Our internal results, across many clients, tend to defy Perelman’s concerns; real-world attempts from students do not look like his carefully constructed examples. The problem with this debate, though, is not about reliability; the mistake is in limiting the discussion to testing. By focusing only on high-stakes assessment, I believe an exciting new application of computer science is being pigeonholed. Both critics and supporters end up disconnecting the technology from the classroom context and potential benefits to teachers and students.

Innovating in the English Language Arts Classroom

No amount of quantitative research on scoring reliability is going to result in tools that English teachers can take to their students. Elsewhere, some tools are starting to make real headway. Newsela is a great example, providing reading content that that is Lexile level-adjusted to each student, based on reading ability. Kidblog is a writing platform that fits an online medium that students value, while maintaining a safe environment.

But when it comes to sophisticated, personalized learning tools for literacy, there’s nowhere near the breadth of support that teachers of other quantitative subjects, like math, have had for years.

Automated essay scoring has the potential to jump-start this field--if companies could better understand its potential. This requires more than a conversation about reliability in standardized testing, and instead should focus on what teachers and students really need when collaborating on composition in classrooms.

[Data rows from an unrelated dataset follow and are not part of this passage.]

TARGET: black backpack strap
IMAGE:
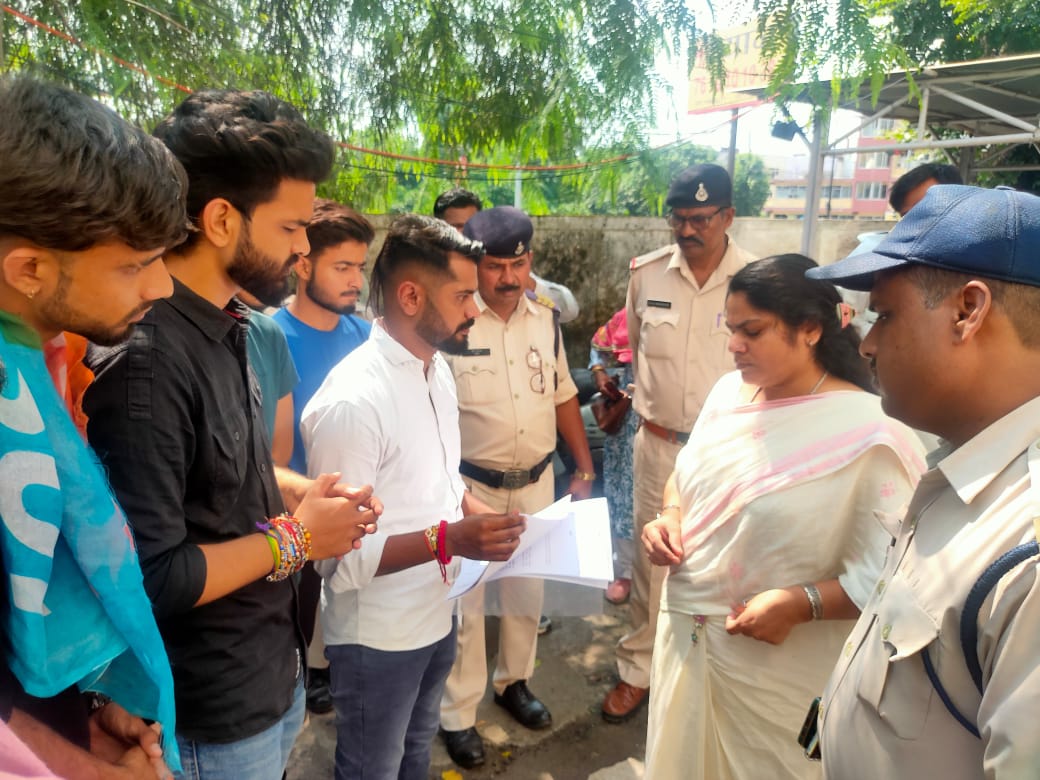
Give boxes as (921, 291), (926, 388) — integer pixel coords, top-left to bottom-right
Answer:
(921, 539), (1040, 738)
(961, 539), (1040, 694)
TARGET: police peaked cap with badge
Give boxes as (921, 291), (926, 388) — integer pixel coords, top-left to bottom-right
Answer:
(806, 184), (1040, 290)
(462, 206), (535, 257)
(665, 162), (733, 209)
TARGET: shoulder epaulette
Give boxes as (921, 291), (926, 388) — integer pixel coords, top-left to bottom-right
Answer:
(525, 290), (556, 311)
(628, 245), (675, 270)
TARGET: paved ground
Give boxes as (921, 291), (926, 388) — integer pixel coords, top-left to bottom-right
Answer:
(288, 584), (646, 780)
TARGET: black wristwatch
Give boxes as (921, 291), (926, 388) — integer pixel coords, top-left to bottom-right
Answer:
(83, 691), (112, 716)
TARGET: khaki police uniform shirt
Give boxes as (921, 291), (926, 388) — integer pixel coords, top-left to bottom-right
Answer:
(625, 239), (754, 433)
(819, 398), (1040, 780)
(445, 293), (578, 471)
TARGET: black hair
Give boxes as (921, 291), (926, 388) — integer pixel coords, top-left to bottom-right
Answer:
(727, 254), (876, 392)
(369, 214), (484, 314)
(434, 187), (484, 219)
(0, 76), (188, 252)
(888, 162), (964, 214)
(307, 198), (375, 258)
(155, 89), (335, 248)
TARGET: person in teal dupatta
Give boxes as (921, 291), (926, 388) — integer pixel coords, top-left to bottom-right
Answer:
(0, 77), (188, 778)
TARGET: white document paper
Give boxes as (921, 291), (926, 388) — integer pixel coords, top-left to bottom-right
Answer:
(448, 496), (614, 599)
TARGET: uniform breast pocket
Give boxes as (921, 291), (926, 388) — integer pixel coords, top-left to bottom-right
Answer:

For several months in spring 2014, my team at LightSide Labs immersed ourselves in English classrooms across western Pennsylvania and New York City. Our field study let us observe 30 teachers as they used our prototype automated essay scoring tool on their own terms. After that experience, I’m convinced that there’s a smart role for this type of tool.

My Proposal: Give the Grader to Students

The best place for an automated scoring tool is in students’ hands. After all, having a piece of writing evaluated by a teacher can be terrifying and stressful, especially for marginalized students. Research has shown that on-demand, low-barrier online resources create a “disclosure miracle” for people in these hard situations: they write more, and more often.

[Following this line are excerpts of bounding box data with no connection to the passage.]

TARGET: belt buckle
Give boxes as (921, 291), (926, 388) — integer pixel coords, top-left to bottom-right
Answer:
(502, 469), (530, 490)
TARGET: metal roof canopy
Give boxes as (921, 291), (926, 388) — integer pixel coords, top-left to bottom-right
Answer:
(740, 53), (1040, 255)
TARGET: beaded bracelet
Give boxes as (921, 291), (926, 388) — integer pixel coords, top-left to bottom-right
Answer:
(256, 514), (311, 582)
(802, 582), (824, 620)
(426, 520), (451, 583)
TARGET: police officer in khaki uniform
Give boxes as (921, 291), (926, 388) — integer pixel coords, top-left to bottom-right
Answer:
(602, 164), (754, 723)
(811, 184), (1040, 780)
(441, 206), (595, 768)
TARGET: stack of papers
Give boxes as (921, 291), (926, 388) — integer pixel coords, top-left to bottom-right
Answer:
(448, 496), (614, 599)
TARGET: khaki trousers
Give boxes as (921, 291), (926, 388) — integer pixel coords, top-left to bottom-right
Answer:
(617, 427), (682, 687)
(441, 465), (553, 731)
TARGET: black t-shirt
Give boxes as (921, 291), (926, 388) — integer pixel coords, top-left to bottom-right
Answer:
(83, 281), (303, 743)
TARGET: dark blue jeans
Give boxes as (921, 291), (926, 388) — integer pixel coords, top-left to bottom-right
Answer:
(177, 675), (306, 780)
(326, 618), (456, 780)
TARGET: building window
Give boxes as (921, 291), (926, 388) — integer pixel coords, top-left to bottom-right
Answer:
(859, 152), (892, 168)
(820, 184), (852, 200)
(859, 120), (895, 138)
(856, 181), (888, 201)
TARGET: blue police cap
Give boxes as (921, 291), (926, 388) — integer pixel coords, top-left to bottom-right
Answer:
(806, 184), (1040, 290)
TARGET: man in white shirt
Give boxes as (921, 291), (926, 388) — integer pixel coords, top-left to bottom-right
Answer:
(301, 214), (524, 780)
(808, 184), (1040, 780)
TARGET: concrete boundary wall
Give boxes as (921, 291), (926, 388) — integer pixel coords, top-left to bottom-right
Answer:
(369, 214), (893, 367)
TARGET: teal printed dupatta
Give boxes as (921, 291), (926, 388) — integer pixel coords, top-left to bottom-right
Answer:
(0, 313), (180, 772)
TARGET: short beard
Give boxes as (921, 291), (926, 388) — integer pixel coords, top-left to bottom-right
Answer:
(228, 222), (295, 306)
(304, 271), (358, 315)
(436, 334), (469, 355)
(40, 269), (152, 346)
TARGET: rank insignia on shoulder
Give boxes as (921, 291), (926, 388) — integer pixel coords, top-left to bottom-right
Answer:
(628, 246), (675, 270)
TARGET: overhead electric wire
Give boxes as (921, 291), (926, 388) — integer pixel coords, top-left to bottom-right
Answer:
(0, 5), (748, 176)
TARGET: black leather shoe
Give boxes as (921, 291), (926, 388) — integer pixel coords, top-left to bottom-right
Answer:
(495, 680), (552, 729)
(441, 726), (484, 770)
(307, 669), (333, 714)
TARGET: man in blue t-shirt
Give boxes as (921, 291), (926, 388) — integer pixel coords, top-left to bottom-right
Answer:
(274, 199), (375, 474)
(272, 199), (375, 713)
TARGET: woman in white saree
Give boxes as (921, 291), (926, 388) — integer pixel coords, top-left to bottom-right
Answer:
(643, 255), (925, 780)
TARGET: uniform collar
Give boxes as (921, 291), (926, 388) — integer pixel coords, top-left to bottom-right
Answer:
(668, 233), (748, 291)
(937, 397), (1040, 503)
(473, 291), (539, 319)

Automated assessment can change the locus of control, making essay revision a choice led by a student at his or her own pace, instead of a punitive requirement from a teacher. This change has two big impacts for teachers.

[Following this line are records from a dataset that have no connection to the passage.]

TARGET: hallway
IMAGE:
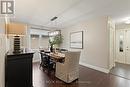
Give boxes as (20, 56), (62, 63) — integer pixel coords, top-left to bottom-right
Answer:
(110, 63), (130, 80)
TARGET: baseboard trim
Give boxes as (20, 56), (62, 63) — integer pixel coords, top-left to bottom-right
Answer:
(33, 60), (40, 63)
(79, 62), (110, 73)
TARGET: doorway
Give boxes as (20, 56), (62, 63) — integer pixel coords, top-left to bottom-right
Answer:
(115, 29), (130, 64)
(110, 29), (130, 79)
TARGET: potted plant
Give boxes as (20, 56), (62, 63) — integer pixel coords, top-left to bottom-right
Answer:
(49, 34), (63, 52)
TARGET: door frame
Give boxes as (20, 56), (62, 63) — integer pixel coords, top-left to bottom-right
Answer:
(114, 28), (130, 64)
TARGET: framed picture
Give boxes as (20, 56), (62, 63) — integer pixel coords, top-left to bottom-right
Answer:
(70, 31), (83, 49)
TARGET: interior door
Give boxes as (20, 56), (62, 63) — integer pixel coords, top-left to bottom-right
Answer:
(126, 30), (130, 64)
(109, 27), (115, 69)
(116, 30), (126, 63)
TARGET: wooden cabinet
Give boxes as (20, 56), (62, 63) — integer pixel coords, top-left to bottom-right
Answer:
(5, 53), (33, 87)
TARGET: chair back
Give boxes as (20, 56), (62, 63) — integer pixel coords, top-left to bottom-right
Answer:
(64, 51), (80, 71)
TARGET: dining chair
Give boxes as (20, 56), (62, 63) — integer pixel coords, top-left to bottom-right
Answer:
(55, 51), (80, 83)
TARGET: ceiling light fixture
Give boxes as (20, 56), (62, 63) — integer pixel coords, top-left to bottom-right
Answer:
(51, 16), (58, 21)
(125, 19), (130, 24)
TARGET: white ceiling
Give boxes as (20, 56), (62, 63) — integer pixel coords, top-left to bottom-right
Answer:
(11, 0), (130, 28)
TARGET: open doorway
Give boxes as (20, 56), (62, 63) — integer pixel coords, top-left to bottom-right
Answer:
(110, 29), (130, 79)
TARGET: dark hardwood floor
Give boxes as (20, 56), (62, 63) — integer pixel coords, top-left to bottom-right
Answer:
(33, 63), (130, 87)
(110, 63), (130, 80)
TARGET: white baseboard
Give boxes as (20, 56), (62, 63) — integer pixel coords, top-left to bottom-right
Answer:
(79, 62), (110, 73)
(33, 60), (40, 63)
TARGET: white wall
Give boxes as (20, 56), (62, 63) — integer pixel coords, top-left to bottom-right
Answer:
(0, 18), (6, 87)
(116, 23), (130, 29)
(61, 17), (109, 72)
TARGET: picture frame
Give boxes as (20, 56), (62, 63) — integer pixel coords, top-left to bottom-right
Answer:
(70, 31), (83, 49)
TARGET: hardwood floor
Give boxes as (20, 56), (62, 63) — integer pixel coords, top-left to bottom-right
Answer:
(110, 63), (130, 80)
(33, 63), (130, 87)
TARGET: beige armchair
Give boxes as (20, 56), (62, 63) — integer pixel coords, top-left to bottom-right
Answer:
(55, 52), (80, 83)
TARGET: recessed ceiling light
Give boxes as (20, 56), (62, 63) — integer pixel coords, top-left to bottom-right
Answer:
(125, 20), (130, 24)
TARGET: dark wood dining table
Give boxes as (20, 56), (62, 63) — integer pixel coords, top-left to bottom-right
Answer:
(42, 52), (65, 63)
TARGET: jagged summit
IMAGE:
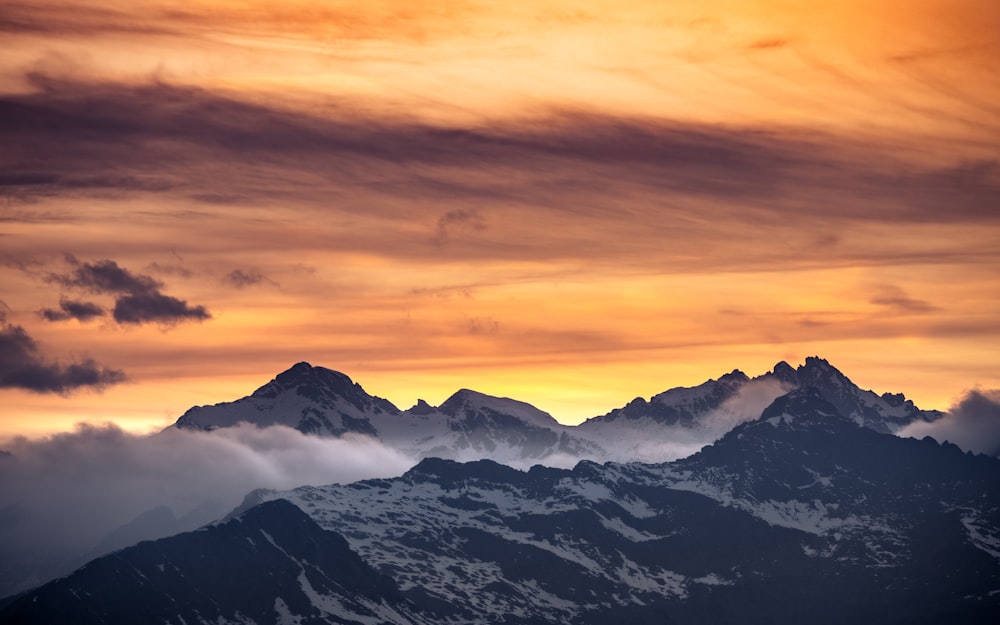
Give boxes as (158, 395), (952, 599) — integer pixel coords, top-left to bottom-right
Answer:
(438, 388), (559, 426)
(170, 356), (941, 462)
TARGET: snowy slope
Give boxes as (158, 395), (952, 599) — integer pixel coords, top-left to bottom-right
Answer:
(9, 388), (1000, 625)
(168, 358), (941, 466)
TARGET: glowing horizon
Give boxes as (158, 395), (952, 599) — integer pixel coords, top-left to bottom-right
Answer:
(0, 0), (1000, 437)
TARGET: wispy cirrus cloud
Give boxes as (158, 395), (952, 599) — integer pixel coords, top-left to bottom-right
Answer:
(0, 75), (1000, 275)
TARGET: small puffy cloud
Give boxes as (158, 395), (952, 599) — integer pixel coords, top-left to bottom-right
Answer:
(0, 325), (126, 394)
(899, 389), (1000, 456)
(48, 256), (163, 294)
(113, 291), (212, 324)
(38, 299), (104, 321)
(46, 256), (212, 325)
(870, 285), (939, 313)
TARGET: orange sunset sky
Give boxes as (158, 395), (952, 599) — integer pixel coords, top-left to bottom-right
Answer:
(0, 0), (1000, 436)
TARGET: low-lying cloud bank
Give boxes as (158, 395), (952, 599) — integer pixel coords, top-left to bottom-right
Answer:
(899, 389), (1000, 456)
(0, 424), (414, 596)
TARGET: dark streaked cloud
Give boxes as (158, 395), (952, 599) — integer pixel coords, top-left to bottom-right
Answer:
(42, 256), (212, 325)
(48, 256), (163, 293)
(112, 291), (212, 324)
(899, 389), (1000, 456)
(0, 324), (126, 394)
(0, 75), (1000, 223)
(38, 298), (104, 321)
(870, 285), (940, 313)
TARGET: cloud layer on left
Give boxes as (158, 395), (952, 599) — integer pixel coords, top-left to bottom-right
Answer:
(0, 323), (127, 395)
(42, 256), (212, 324)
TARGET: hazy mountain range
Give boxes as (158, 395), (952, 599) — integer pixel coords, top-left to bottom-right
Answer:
(175, 357), (942, 464)
(0, 358), (1000, 623)
(0, 386), (1000, 625)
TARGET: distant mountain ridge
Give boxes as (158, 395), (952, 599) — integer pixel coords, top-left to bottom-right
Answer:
(175, 357), (942, 462)
(0, 386), (1000, 625)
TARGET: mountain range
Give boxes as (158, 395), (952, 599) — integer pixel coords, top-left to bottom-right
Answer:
(172, 357), (942, 464)
(0, 382), (1000, 625)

First, the negativity associated with assessment is suddenly under the student’s control. This drastically lowers the barrier to calling on a teacher for help. When students have their assessment in hand, the conversation changes. Teachers don’t have to focus on making a snap evaluation; students come into the conversation knowing where they stand. Young writers, even weaker ones, now seek out collaboration with teachers to improve their writing. Their goals are aligned.

Then, as teachers grade final assignments after students turn their essays in, an on-demand automated assessment can pay unexpected dividends. The automated tool will have recorded the student’s process of writing, and each draft--with mistakes and student’s revisions--is recorded and reviewable by teachers. Designed well, this is a gold mine. The ability to allow students to “show their work” effortlessly through such a revision history, gives teachers a better picture of their students’ progress.

Scoring essays for high-stakes exams is a reliable but utilitarian use of machine learning. It is functional, not innovative. Automated scoring alone, as a summative teacher support, is adequate--but incomplete. Teachers deserve a more thoughtful reinvention of the tools used to teach writing.

Technology is iterative, though, and as edtech largely moves towards personalized student learning, there’s a wealth of opportunity for automated essay scoring. It’s a piece of the puzzle in a much broader conversation.

In the tension between assessment and test prep, there will always be an arms race. Open research in the area is critical; we make our machine learning tools for written text open source for this reason. Even more important is that researchers listen to teachers and students, understand what their numbers mean in context, and push forward a collaborative, research-driven dialogue based on those real-world insights.

Entrepreneurs take note: this is an exciting time to be in English Language Arts classrooms.